In an emergency department, a provider is assessing a client with an acute head injury following a motor-vehicle crash. Which of the following findings should be prioritized?
- A. A Glasgow Coma Scale score of 13
- B. Clear fluid leaking from the nose
- C. Nausea and vomiting
- D. Anisocoria
Correct Answer: B
Rationale: The priority finding is the clear fluid leaking from the nose, which could indicate a cerebrospinal fluid leak and potential brain injury. This requires immediate attention to assess for possible cerebrospinal fluid leak, which is a serious complication of head trauma and needs prompt intervention to prevent further complications. While a Glasgow Coma Scale score of 13 may indicate a mild alteration in consciousness, it is not as urgent as assessing for a cerebrospinal fluid leak. Nausea and vomiting are common symptoms after head injuries but do not take precedence over assessing for a potential cerebrospinal fluid leak. Anisocoria (unequal pupils) is also important to note but is not as urgent as identifying a possible cerebrospinal fluid leak in this scenario.
The nurse is providing dietary teaching for a client with a history of renal calculi. Which dietary selection reflects an understanding of the nurse's teaching?

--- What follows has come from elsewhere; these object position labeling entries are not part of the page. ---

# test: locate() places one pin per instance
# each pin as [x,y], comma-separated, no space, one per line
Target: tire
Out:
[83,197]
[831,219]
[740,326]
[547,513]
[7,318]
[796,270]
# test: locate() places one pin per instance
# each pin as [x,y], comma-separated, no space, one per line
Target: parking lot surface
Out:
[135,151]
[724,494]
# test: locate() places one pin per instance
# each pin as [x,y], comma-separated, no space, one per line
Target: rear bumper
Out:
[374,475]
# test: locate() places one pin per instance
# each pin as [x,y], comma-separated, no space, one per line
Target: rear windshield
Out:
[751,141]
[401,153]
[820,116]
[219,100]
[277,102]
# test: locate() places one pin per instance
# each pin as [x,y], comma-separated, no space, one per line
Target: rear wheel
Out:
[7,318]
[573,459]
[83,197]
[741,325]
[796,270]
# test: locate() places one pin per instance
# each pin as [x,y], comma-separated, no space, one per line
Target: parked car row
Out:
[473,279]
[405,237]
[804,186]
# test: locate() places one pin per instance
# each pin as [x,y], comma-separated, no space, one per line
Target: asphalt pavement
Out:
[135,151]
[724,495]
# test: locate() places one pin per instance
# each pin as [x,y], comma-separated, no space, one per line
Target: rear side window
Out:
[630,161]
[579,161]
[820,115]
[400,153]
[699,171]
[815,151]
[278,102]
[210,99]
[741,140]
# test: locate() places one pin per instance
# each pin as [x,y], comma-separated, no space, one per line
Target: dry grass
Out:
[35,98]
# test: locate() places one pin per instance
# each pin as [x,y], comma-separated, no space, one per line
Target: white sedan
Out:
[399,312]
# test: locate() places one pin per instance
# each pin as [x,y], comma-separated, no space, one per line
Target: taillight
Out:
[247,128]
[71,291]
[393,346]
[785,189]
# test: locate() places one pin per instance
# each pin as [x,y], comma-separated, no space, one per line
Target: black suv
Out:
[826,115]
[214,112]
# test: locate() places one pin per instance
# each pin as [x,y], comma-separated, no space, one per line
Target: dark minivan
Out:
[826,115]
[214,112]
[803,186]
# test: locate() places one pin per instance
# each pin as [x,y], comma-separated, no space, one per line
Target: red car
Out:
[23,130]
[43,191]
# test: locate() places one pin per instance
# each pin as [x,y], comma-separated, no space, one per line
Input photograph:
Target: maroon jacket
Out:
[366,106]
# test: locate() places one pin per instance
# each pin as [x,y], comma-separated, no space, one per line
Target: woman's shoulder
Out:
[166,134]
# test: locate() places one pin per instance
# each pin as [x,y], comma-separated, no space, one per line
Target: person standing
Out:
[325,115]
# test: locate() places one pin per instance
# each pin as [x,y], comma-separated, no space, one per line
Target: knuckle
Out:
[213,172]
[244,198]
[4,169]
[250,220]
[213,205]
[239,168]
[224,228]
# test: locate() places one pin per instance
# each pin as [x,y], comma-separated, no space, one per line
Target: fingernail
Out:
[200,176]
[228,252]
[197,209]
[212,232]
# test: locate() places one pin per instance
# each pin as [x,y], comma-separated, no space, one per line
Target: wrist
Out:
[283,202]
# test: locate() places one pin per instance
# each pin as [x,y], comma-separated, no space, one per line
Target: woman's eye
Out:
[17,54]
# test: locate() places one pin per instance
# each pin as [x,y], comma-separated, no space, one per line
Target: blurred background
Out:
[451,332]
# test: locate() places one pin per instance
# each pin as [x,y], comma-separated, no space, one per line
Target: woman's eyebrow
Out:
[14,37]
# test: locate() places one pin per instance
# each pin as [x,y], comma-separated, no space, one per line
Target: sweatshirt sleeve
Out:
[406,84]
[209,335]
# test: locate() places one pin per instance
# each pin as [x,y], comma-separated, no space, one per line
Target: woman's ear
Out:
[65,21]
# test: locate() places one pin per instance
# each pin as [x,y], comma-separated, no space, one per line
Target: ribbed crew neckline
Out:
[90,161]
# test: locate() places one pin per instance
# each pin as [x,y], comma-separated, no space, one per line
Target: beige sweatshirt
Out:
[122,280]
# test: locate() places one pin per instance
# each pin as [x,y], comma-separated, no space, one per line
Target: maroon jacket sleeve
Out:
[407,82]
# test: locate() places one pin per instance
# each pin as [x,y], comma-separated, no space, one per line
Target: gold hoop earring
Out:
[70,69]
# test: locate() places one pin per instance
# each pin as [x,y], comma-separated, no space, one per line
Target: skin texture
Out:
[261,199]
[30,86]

- A. Tea, peanut butter sandwich, and grape juice
- B. Cola, fried chicken, and baked potato
- C. Coffee, carrot sticks, and roast beef
- D. Cocoa, spinach salad, and sardines
Correct Answer: C
Rationale: Coffee, carrot sticks, and roast beef suit renal calculi prevention, avoiding oxalate-rich (cocoa, spinach) or calcium-binding (tea, peanut butter) foods cola's phosphates also risk stones. Nurses teach low-oxalate diets, reducing recurrence, supporting kidney health in at-risk clients.